I am developing a straight packet sniffer like tcpdump, with a couple of additional threads that also implement packet logger since it is useful for network traffic debugging.
That sounds very much like a producer-consumer setup.
The main problem I've found in such cases is handling memory use sensibly. Logging a packet can take a relatively long time, and they tend to occur in bursts, so you do want to use a buffer to cache them.
Each IP packet can be up to 65535 bytes long, but typically they are much shorter. Depending on your read/receive mechanism, you almost always will do a memory move from the receive buffer to a queue item structure (that will include additional fields,
CLOCK_REALTIME timestamp at minimum). In some cases, you have a classifier thread, that examines each received packet, and either discards them, or forwards them to a processing queue/heap. (A heap is often useful if the packets have different logging/processing priorities; a priority or arrival-time min-heap is surprisingly powerful for this.)
The memory problem is that since some of the packets need to be kept longer than others, you get severe memory fragmentation. (In particular, it is important to remember that in most operating systems, chunks of memory of up to say 120k, allocated via
malloc(), are not returned to the OS when
free()d, just kept in the allocation pool for that particular process. This excarberates the memory fragmentation and memory use for a logger that just mallocs and frees each packet.)
There are several approaches used to mitigate this effect. You can use memory "caches" or "slabs", that contain fixed-size units. For example, you could have 1.5k (covering typical Ethernet 1500-byte payload packets), 3k, 6k, and so on, with earliest unused unit in each slab used first, with a separate index-to-slab slot mapping, so that an unit can be moved within the slab if necessary to significantly shrink it. (Yes, to access a slab, you'll end up dereferencing a "pointer" twice, but that cost is acceptable considering the memory use efficiency. IIRC, I first saw this in classic Mac OS, version 7.5, I believe.)
(Many developers have powerful workstations with SSD storage, and often miss how their applications behave on a more typical machine, especially one with a spinny-disk HDD; and their application can become a swap-happy memory hog if nothing happens for long enough to the HDD to spin down, and then a stream of logged packets come in -- and due to the memory fragmentation, the OS cannot keep up with the memory use and I/O load at the same time, bogging everything down, and in the worst case, invokes the OOM killer... Yuk.)
Compared to the memory management details (to make the logger truly robust), the threads are almost trivial!
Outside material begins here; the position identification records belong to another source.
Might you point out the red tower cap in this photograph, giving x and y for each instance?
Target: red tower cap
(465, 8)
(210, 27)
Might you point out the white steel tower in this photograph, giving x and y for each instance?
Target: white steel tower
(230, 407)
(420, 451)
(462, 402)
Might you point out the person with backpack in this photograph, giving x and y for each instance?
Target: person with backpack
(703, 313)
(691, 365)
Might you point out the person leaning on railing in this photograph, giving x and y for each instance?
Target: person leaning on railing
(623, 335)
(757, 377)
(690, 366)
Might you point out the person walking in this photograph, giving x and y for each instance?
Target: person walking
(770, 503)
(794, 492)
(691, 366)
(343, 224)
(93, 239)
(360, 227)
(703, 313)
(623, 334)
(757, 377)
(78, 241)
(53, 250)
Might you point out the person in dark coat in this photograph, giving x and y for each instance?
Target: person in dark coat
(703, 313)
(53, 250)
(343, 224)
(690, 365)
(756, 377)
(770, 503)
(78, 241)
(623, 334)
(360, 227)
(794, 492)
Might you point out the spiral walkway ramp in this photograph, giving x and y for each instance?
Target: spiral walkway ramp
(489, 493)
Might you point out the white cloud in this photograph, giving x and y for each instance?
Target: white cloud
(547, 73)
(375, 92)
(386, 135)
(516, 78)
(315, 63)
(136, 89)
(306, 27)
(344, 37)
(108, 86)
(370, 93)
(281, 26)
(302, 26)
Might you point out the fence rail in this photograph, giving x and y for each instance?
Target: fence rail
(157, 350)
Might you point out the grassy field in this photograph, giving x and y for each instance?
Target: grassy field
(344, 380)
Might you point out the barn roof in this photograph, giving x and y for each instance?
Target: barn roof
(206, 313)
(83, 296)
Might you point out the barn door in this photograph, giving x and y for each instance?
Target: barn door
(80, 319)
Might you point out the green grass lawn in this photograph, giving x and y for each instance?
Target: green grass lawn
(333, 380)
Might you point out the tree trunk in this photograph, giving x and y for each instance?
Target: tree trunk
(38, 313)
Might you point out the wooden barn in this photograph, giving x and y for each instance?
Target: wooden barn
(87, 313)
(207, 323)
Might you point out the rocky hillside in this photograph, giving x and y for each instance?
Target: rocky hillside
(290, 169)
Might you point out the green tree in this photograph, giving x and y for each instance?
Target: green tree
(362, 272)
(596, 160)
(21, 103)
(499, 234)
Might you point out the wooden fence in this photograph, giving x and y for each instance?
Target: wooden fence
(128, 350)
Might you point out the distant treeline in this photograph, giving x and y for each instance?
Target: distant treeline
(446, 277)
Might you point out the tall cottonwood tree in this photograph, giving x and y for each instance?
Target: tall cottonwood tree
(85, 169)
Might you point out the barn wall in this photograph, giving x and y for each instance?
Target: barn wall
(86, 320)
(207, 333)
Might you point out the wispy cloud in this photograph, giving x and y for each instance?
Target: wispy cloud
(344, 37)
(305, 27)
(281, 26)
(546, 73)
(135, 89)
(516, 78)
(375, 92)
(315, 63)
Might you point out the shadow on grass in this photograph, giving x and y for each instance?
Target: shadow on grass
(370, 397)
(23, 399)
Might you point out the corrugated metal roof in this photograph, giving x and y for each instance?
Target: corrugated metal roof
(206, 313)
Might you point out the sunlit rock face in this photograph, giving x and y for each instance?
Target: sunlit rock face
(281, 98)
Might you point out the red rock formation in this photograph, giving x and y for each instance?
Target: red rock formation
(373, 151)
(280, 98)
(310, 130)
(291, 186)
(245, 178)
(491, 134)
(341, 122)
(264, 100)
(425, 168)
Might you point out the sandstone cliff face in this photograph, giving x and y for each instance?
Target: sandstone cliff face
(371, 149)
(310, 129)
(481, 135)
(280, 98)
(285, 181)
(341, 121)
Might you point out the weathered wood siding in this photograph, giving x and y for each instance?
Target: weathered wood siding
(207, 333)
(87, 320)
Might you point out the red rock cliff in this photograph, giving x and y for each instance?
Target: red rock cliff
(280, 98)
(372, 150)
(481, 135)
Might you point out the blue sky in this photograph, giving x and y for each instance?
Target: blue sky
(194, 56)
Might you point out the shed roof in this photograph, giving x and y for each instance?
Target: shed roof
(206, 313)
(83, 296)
If you are implementing a transparent filter/logger, say on a small Linux SBC with two 1GbE interfaces, then surprisingly the memory management becomes simpler, as the underlying protocol is allowed to drop packets due to congestion. (When logging, you really should try to avoid that happening.) Such bridge gadgets are especially useful in analyzing exactly what internet traffic some devices have, and also to act as hyper-paranoid firewalls/loggers for experimental networks (say, isolating a subnet with devices that use customized IP stacks, or IP stacks you developed yourself).
This is exactly the kind of task where software development really becomes software engineering. You cannot rely on standards and assumptions on what "should" happen or almost always happens; it needs to be careful and robust. For debugging reasons, you need to check for errors even if those errors rarely occur in practice; knowing where reality first differed from expectations when things go b0rk is important. Otherwise, your service is like a voltmeter that draws a significant current from what it is measuring, affecting the system being logged so badly that the results are completely irrelevant.
On the other hand, this is an excellent opportunity to exercise proper engineering principles, from source control (are you using Git yet?), to unit testing. For example, when you implement the packet management stuff (as header and source files), you can write a test program that stress-tests it using generated packets, and measures the memory use/fragmentation, and speed. If you write a new one, you can use that test program to verify the new one is actually better. Similarly for the thread management and other stuff.
Do not forget to keep your documentation up to date! In the code, the comments should describe your intent, the overall purpose of the code, and not what the code does. We can read the code, so we can tell what it does; but we humans won't know
why, unless the developer explained the reasons or described the algorithm in comments.
Again, if you run into problems or out of ideas on how to implement some specific scenario, do ping me; I'd be happy to help anyone interested in writing robust POSIX C code.